Also, the vignette provides examples on how to retrieve sequences for genes/transcripts/exons.

For exons, transcripts and genes, a data.frame, DataFrame or a GRanges, depending on the value of the return.type parameter. The result is ordered as specified by the parameter order.by, NOT by any ordering of values in eventually submitted filter objects.

For exonsBy, transcriptsBy: a GRangesList, depending on the value of the return.type parameter. The results are ordered by the value of the by parameter.

For toSAF: a data.frame with column names "GeneID" (the group name from the GRangesList, i.e. the ID by which the GRanges are split), "Chr" (the seqnames from the GRanges), "Start" (the start coordinate), "End" (the end coordinate) and "Strand" (the strand).

For disjointExons: a GRanges of non-overlapping exon parts.

For getGenomeFaFile: a FaFile-class object with the genomic DNA sequence.
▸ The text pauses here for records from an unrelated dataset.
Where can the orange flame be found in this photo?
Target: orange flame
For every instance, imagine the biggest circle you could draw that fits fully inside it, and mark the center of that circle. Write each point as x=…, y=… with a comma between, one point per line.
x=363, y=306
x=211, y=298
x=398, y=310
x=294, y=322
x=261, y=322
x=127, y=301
exons: Retrieve exon information from the database. Additional columns from transcripts or genes associated with the exons can be specified and are added to the respective exon annotation.
exonsBy: Retrieve exons grouped by transcript or by gene. This function returns a GRangesList as does the analogous function in the GenomicFeatures package. Using the columns parameter it is possible to determine which additional values should be retrieved from the database. These will be included in the GRanges object for the exons as metadata columns. The exons in the inner GRanges are ordered by the exon index within the transcript (if by="tx"), or increasingly by the chromosomal start position of the exon or decreasingly by the chromosomal end position of the exon depending whether the gene is encoded on the + or - strand (for by="gene"). The GRanges in the GRangesList will be ordered by the name of the gene or transcript.
transcripts: Retrieve transcript information from the database. Additional columns from genes or exons associated with the transcripts can be specified and are added to the respective transcript annotation.
transcriptsBy: Retrieve transcripts grouped by gene or exon. This function returns a GRangesList as does the analogous function in the GenomicFeatures package. Using the columns parameter it is possible to determine which additional values should be retrieved from the database. These will be included in the GRanges object for the transcripts as metadata columns. The transcripts in the inner GRanges are ordered increasingly by the chromosomal start position of the transcript for genes encoded on the + strand and in a decreasing manner by the chromosomal end position of the transcript for genes encoded on the - strand. The GRanges in the GRangesList will be ordered by the name of the gene or exon.
genes: Retrieve gene information from the database. Additional columns from transcripts or exons associated with the genes can be specified and are added to the respective gene annotation.
disjointExons: This method is identical to disjointExons defined in the GenomicFeatures package. It creates a GRanges of non-overlapping exon parts with metadata columns of gene_id and exonic_part. Exon parts that overlap more than one gene can be dropped with aggregateGenes=FALSE.
toSAF: Reformats a GRangesList object into a data.frame corresponding to a standard SAF (Simplified Annotation Format) file (i.e. with column names "GeneID", "Chr", "Start", "End" and "Strand"). Note: this method makes only sense on a GRangesList that groups features (exons, transcripts) by gene.
getGenomeFaFile: Returns a FaFile-class (defined in Rsamtools) with the genomic sequence of the genome build matching the Ensembl version of the EnsDb object. The file is retrieved using the AnnotationHub package. See the vignette for an example to work with such files.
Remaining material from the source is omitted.